Вламывается Мещеряков:
— Штормовое предупреждение! Пошли живей, а то… из консервных банок придется щи хлебать! Тарелочки летят!
3
Пронзительный ветер. Волны разбиваются о берег, с кружевами пены откатываются назад, набегая с новой силой. Ни одного судна на рейде. Спасатель и ледокол, покрейсировав зачем-то на середине бухты, по-родственному приткнулись к бортам «Северянки». Только что закончили закачку пресной воды в танки, и свободный от вахт народ отправился фланировать по поселку. Начальство экспедиции тоже на берегу, в штабе проводки судов. Что ж, наверное, завтра караван снимется с якорей и — в путь!
Сыро. Холодно. Диксон. Подумать только, забрались в широты!
Иван Пятница во взъерошенной ветром шубе толчется еще на баке, по своему обыкновению, ищет заделья среди канатов и тросов, отвинчивает зачем-то люк форпика, гаркает в зияющую темноту носового отсека. Отторгнутое от переборок эхо глухо мечется в замкнутом пространстве, пока, обессилев, не замирает в железной утробе судна. Иван дивится своему поступку — этакому неразумному мальчишеству, но, успокоясь, благо, никто не видит, не слышит, спускается в отсек — теперь уж с ясной целью — взглянуть на шпангоуты, обшивку. Излишне беспокоится Иван: палубная команда обследовала там все на свете, а вчерашний небольшой штормец задел караван лишь кромкой, больше напугал, чем наделал хлопот. Хлопотали разве что Сапунов с Мещеряковым, собрали по судну все тряпки, полотенца по каютам, перекладывали ими тарелки, прикрутили даже пустую флягу на проволоку — орлы, ничего не скажешь. А станцию покачало, покидало для острастки, для разминки перед ледовой дорогой и бросило к диксонскому берегу, где и снег еще не таял. Прошлогодний снег!
Льды — иное дело. Будто каменные ядра, будут долбать они фортевень и носовую обшивку «Северянки» — самое уязвимое при буксировке во льдах место. Плевое дело и «поцеловаться» с тяжелой льдиной — с разгону, с лёта, с ходу, и не застопоришь, не отработаешь назад винтом, надейся на прочность обшивки форпика и морское счастье.

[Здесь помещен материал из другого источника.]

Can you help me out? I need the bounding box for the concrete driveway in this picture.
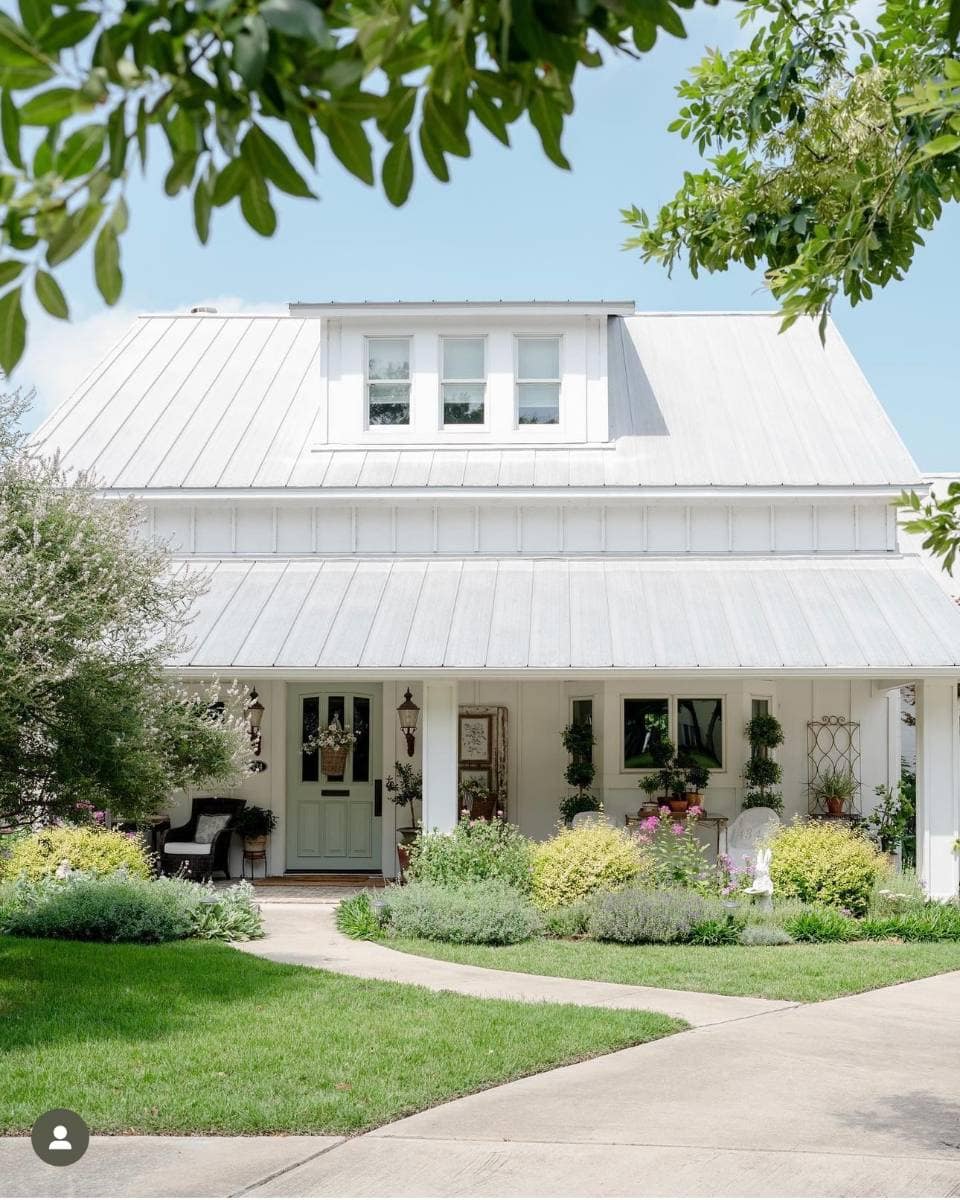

Все известно Ивану, по прошлому перегону известно. И теперь еще всей кожей помнит он то состояние свое, когда остроугольная, спрессованная в долголетних дрейфах по холодным водам льдина, проломив борт, оглушительно проблеснула в рваном проломе, а следом напористо ударил голубоватый, тугой сноп воды. Только на мгновение растерялся Иван. И секундами позже, перехватываясь за поручни вертикального трапа, взлетел он наверх, накинув на горловину люка тяжелую крышку, стремительно уплотнил ее колесиками винтов. Форпик заглатывал тонны воды сумасшедшего напора, пока не утолил жажду, пока не выпросталась из моря, не задралась к небу корма, к которой стремительно несся спасатель, и матросы прыгали на эту корму, скатываясь по обледенелой палубе, словно с детской веселой горки. Веселое было дело!..
— Уф ты! — выдыхает наконец Иван, выбрасывая тяжелое тело из люка, глотнув просторного воздуха.

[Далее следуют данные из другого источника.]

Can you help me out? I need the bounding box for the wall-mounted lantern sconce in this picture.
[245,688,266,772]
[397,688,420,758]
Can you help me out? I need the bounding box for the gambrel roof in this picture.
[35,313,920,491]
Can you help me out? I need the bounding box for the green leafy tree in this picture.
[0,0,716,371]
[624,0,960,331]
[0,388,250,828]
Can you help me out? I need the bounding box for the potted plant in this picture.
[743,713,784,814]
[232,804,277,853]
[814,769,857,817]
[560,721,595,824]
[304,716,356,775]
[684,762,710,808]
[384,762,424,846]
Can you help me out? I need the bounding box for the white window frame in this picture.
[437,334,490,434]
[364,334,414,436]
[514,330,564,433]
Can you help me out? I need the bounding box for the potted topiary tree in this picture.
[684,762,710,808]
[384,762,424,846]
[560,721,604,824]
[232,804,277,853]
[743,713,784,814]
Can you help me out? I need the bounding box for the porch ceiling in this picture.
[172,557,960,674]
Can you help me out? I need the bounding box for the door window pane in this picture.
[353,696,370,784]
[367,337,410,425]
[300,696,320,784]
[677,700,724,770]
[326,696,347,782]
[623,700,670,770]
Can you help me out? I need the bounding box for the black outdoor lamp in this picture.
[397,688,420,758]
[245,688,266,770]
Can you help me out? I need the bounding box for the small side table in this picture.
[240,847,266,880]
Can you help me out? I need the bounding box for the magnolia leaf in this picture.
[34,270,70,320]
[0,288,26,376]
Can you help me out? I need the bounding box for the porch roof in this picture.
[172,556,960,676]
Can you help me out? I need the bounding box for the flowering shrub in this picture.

— Не майся без толку, давай к нам! — кто-то из боцманов просунулся в иллюминатор, наблюдает за Иваном. — Давай, говорю, напарника не хватает…
Иван идет к боцманам, которые, предпочтя каюту берегу, режутся в подкидного дурачка. Колода у боцманов пикантная — что ни карта, то дамочка голенькая в рисковой позе изображена. У Ивана в игре ничего путного не выходит.
— Сплошной гарем! Попробуй разберись… Н — да, покажи старухам у нас в деревне, заплюют!